Luciano ridiculariza-o por esse fato, dizendo: “Platão é o único habitante de sua cidade”.

(56) – “Nos Jardins de Tântalo”: serviam-se os gregos desse provérbio para significar um
lugar inexistente.

(57) – Conta Aulo Gélio que as virgens de Mileto foram tomadas, certa vez, de um furioso
amor que as levou ao suicídio.

(58) – Quirão, preceptor de Aquiles, recusou a imortalidade que lhe ofereceram os deuses
como prêmio por sua probidade, a fim de evitar o tédio que sentiria com a reprodução
contínua das mesmas coisas.

(59) – Diz a lenda que Prometeu fez o corpo humano com argila e o animou com o fogo
roubado do céu.

(60) – Faão foi loucamente amado por Safo, que por ele não era correspondida.

(61) – A respeito de Teuto, diz Sócrates a Platão: “Ouvi dizer que, perto de Neucrates, no
Egito, houve um dos primeiros deuses a quem era consagrado o pássaro chamado Íbis. Esse
demônio ou deus chamava Teuto e foi o inventor dos números, da geometria, da astrologia,
dos jogos de azar, do alfabeto. Tamus reinava, naquele tempo, sobre todc o Egito e residia
numa poderosa cidade que os gregos chamavam de Tebas do Egito. Ora, tendo ido Teuto
procurar esse monarca, a fim de lhe mostrar as suas invenções, disse-lhe este que era
preciso comunicá-lo aos egípcios”.

(62) – Segundo Platão.

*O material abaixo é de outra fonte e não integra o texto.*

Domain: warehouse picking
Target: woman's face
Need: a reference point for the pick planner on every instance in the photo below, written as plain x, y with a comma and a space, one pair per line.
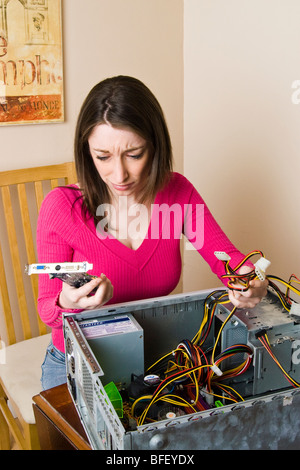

Na mesma passagem acima citada, lê-se que, tendo o rei Tamus
perguntado a Teuto qual era a vantagem de suas letras alfabéticas, este último respondeu:
“Servem para despertar a memória”. Ao que replicou o rei: “Pois a mim me parece
justamente o contrário, porque os homens, servindo-se desses caracteres, porão tudo no
papel e não conservarão nada na memória”.

(63) – Os gregos davam aos sábios o nome de demônios, por causa de uma antiga palavra
que significa sei, aprendo e da qual pensam os gramáticos se derive o nome de demônio.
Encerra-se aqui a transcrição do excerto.